Figure 1.Analytical Framework of the IMF's Government Finance Statistics (GFS)

Figure 2 illustrates the classification of various government transactions within this analytical framework. Figure 3 identifies the principal aggregates of the GFS system fitted into this analytical framework, with shading for each. As may be seen from Figure 3, Revenue plus Grants, less Expenditure and Lending Minus Repayments, equals the Deficit/Surplus, which, in turn, is equal to Financing.

Figure 2.Location of Various Transactions in GFS Analytical Framework

Figure 3.Identification of Major GFS Aggregates in GFS Analytical Framework

To provide an approximate comparison between the GFS and the SNA, a number of SNA components are superimposed on this GFS analytical framework in Figure 4. An approximation of the SNA accounts, with shading for each account, is superimposed on the GFS framework in Figure 5, with notation also of the balancing items-operating surplus, saving, and net lending—carried from each account to the next. Examination of Figures 4 and 5 permits identification of several components that are classified differently in the GFS and SNA and that contribute to differences between major aggregates in the two systems. One such example is estate and gift taxes, which are classified as capital transfers in the SNA and as taxes, and hence current, in GFS, resulting in differences between the two systems' concepts of taxes, current receipts, capital receipts, and saving.

Figure 4.Components of SNA Accounts in GFS Analytical Framework

Figure 5.SNA Accounts and Balancing Items in GFS Analytical Framework

Overall comparison of the GFS and SNA in the GFS analytical framework serves also to point out similarities and differences between the two systems. The similarities are quite strong in the identical classification of most, though not all, components by the nature of the flows involved. Organization of the two systems differs, clearly, in the single, comprehensive account used by the GFS in contrast to the several accounts used in the SNA to measure separately production, income and outlay, and capital accumulation and finance. The single account structure of the GFS calls for each flow to appear only once, whereas the multiple account structure of the SNA requires the repetition of some components and the insertion of balancing items along the way.
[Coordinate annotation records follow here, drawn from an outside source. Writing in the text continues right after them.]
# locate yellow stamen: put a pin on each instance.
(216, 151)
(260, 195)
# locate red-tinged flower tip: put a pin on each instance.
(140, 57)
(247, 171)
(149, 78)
Restriction of the nonfinancial major GFS aggregates to either the receipt or payments side contrasts with the combination within some SNA components to include both receipts and payments in a single net concept.

Whatever conclusions are reached about the feasibility of closer future relations between the two data systems, it is evident from this examination of their principal features that they have developed different formats and organizational structures to serve their different objectives: the GFS for overall evaluation of fiscal performance and its impact on financial conditions, and the SNA for measurement of government production, income and outlay, capital formation, and finance as a component with other sectors in the calculation of national aggregates. The primary parameter in any prescription for possible future changes must not divert either system from its primary purpose but should strengthen each as a result of its close relation to the other.

United Nations, Handbook of National Accounting: Public Sector Accounts, Studies in Methods, Series F, No. 50 (New York, 1988).